In this paper, we propose that stress-related mechanisms empirically shown to contribute to cognitive aging processes are likely to be an important determinant of cognitive outcomes among older African Americans, and to play a role in racial disparities in cognitive health. Exploration of socioenvironmental contexts across the life course is likely to clarify disproportionate risk for dementia and age-related cognitive impairment in racial and ethnic minorities including African Americans. Health disparities frameworks posit African American race as a fundamental determinant of health [12] operating through pervasive structural and institutionalized inequalities that shape more proximal risk exposures and systematically disadvantage members of minority racial groups across the life course.
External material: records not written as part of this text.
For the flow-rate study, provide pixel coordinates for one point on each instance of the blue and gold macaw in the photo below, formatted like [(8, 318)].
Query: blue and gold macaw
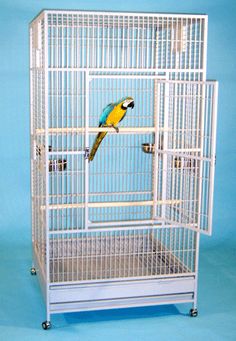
[(112, 114)]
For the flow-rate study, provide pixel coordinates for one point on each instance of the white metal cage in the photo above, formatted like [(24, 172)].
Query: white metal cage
[(124, 229)]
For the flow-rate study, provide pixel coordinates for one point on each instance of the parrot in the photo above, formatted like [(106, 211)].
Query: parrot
[(111, 115)]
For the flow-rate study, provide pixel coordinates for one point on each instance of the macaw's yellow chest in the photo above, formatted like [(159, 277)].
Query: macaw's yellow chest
[(115, 115)]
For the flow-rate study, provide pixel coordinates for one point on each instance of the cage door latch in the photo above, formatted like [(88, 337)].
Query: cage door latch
[(86, 153)]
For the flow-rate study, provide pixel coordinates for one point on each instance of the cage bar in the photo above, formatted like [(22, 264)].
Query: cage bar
[(129, 221)]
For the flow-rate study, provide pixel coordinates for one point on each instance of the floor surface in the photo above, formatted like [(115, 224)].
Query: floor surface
[(22, 309)]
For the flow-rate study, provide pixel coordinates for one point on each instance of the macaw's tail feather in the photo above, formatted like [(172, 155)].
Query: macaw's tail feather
[(97, 142)]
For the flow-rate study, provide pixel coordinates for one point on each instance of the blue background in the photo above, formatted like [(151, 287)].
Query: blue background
[(21, 306)]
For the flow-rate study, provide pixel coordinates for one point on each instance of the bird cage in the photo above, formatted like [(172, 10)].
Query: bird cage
[(123, 229)]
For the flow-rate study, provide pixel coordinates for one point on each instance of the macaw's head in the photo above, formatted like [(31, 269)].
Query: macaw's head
[(127, 102)]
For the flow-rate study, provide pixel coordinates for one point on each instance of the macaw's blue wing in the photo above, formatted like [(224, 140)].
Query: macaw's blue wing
[(105, 113)]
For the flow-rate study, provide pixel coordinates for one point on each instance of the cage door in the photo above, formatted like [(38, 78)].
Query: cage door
[(186, 154)]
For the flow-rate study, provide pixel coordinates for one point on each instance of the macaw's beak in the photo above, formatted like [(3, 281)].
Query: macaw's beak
[(131, 105)]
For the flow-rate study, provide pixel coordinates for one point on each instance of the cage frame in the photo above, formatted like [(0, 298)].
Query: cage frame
[(71, 295)]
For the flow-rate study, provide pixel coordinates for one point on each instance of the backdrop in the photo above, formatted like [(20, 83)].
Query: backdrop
[(15, 16)]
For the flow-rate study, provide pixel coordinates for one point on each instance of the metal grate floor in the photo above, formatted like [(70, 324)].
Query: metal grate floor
[(96, 258)]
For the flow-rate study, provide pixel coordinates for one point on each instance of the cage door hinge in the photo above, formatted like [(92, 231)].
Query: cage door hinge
[(86, 153)]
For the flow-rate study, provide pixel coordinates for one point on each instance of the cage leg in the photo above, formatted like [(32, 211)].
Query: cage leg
[(193, 311), (33, 271), (47, 324)]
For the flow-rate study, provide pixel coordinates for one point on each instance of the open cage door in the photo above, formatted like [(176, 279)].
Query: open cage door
[(185, 157)]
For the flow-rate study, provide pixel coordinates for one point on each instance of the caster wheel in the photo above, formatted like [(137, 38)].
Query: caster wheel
[(193, 312), (46, 325), (33, 271)]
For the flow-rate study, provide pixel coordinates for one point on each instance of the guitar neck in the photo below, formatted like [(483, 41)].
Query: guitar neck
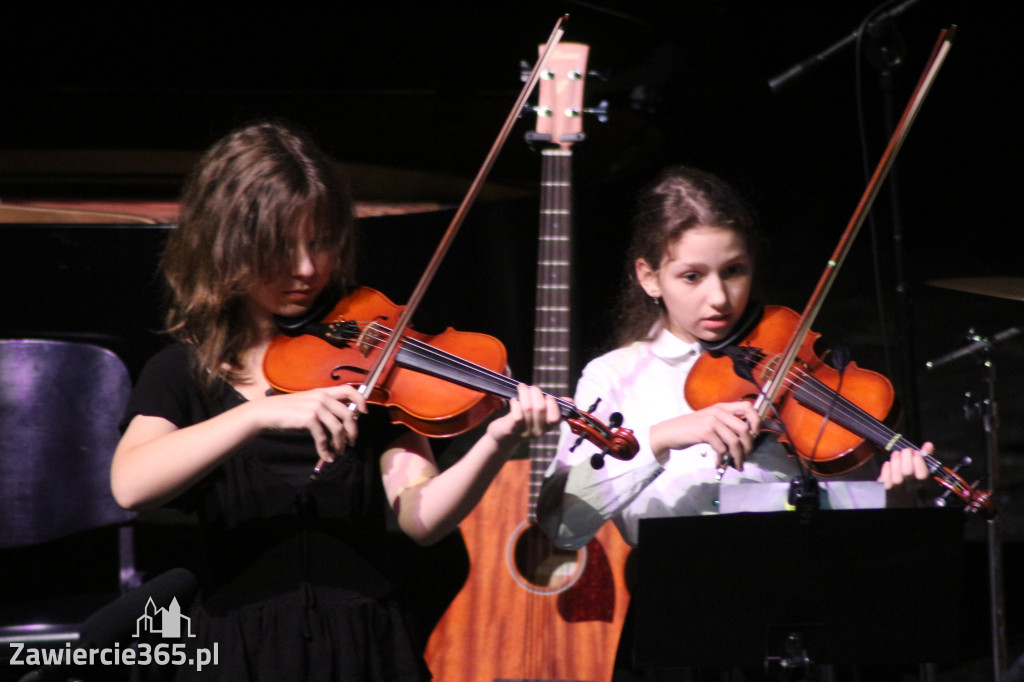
[(552, 317)]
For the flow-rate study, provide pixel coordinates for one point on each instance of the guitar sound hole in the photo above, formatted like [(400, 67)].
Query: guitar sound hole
[(539, 565)]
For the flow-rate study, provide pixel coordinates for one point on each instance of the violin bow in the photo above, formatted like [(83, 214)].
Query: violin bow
[(428, 274), (777, 382)]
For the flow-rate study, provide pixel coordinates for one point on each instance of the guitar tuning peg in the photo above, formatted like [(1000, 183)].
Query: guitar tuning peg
[(525, 69), (601, 111)]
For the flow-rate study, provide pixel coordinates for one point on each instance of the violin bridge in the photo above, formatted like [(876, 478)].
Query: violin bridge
[(369, 338)]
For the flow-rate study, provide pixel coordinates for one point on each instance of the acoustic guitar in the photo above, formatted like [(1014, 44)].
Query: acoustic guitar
[(530, 611)]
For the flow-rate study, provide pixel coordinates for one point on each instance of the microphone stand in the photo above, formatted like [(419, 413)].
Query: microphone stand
[(886, 54), (988, 410)]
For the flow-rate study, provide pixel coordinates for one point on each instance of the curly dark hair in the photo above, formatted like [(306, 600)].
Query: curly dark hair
[(680, 199), (239, 211)]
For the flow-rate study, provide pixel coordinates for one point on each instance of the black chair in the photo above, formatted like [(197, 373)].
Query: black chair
[(66, 546)]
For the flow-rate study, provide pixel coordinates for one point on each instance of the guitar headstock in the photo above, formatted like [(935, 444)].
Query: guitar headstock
[(559, 110)]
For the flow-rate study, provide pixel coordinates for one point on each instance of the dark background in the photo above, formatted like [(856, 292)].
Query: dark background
[(411, 95)]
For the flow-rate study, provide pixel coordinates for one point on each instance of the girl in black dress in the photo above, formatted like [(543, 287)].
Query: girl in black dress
[(295, 586)]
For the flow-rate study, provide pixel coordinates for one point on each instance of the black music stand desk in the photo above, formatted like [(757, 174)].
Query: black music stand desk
[(875, 586)]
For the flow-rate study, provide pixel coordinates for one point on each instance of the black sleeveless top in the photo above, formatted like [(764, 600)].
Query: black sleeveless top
[(294, 584)]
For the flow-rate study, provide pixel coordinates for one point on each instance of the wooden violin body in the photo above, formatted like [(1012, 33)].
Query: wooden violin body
[(343, 347), (833, 420), (826, 446), (438, 385)]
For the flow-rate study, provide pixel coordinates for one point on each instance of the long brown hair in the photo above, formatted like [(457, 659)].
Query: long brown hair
[(239, 212), (680, 199)]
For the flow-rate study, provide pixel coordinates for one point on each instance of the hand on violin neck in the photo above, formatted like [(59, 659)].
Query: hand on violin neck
[(530, 415), (903, 474), (728, 427)]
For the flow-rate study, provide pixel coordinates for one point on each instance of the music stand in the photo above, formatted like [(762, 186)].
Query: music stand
[(864, 587)]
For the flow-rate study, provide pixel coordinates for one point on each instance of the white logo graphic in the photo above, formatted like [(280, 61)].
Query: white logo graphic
[(165, 622)]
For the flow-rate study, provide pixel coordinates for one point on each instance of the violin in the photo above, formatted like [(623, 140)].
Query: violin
[(438, 385), (832, 419)]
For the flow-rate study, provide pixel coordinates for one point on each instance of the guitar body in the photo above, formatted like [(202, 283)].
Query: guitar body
[(530, 611), (550, 615)]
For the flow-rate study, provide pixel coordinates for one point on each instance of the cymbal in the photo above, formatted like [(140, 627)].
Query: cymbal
[(1012, 288)]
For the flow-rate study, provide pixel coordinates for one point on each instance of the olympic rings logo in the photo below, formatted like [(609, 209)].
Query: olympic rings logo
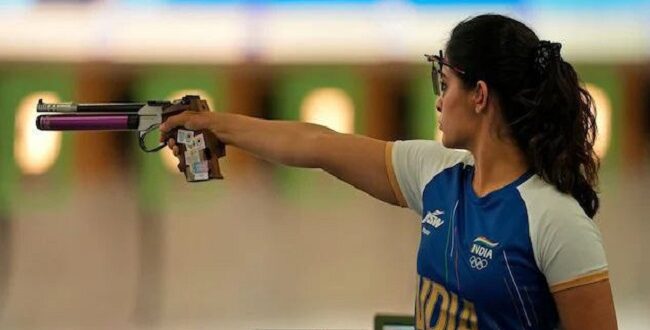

As such, at a population level African American race is often a risk marker for a number of independent ADRD risk factors including neighborhood disadvantage, reduced healthcare access, undertreated comorbidities, and socioeconomic deprivations including poorer quality of early life schooling [13, 14]. Given these associations, it is unsurprising that a substantial body of evidence suggests African Americans of all ages also report experiencing more acute and chronic stressors than their White counterparts [15-17].

Disproportionate exposure to stressors plausibly contributes to racial disparities in age-related cognitive impairment and ADRD risk. In cross-sectional and longitudinal studies, measures of both objective and perceived stress have been associated with poorer cognitive function [18, 19] and increased risk for Alzheimer’s disease [20, 21]. Stress may impact memory and executive function processes directly through structural and functional changes in key brain regions: chronic stress associates with lower hippocampal volume in animal [22, 23] and human [24, 25] models, and cumulative exposure to adverse life events has been linked to reduced volume in the hippocampus [26] and the medial prefrontal cortex [27]. Additionally, stress exposures have been associated with longer-term metabolic and vascular disorders such as diabetes [28] and hypertension [29] that represent strong independent risk factors for cognitive decline and dementia in later life [30, 31], and to acute risk factors for impairment such as depression [32, 33] and sleep disturbance [34, 35].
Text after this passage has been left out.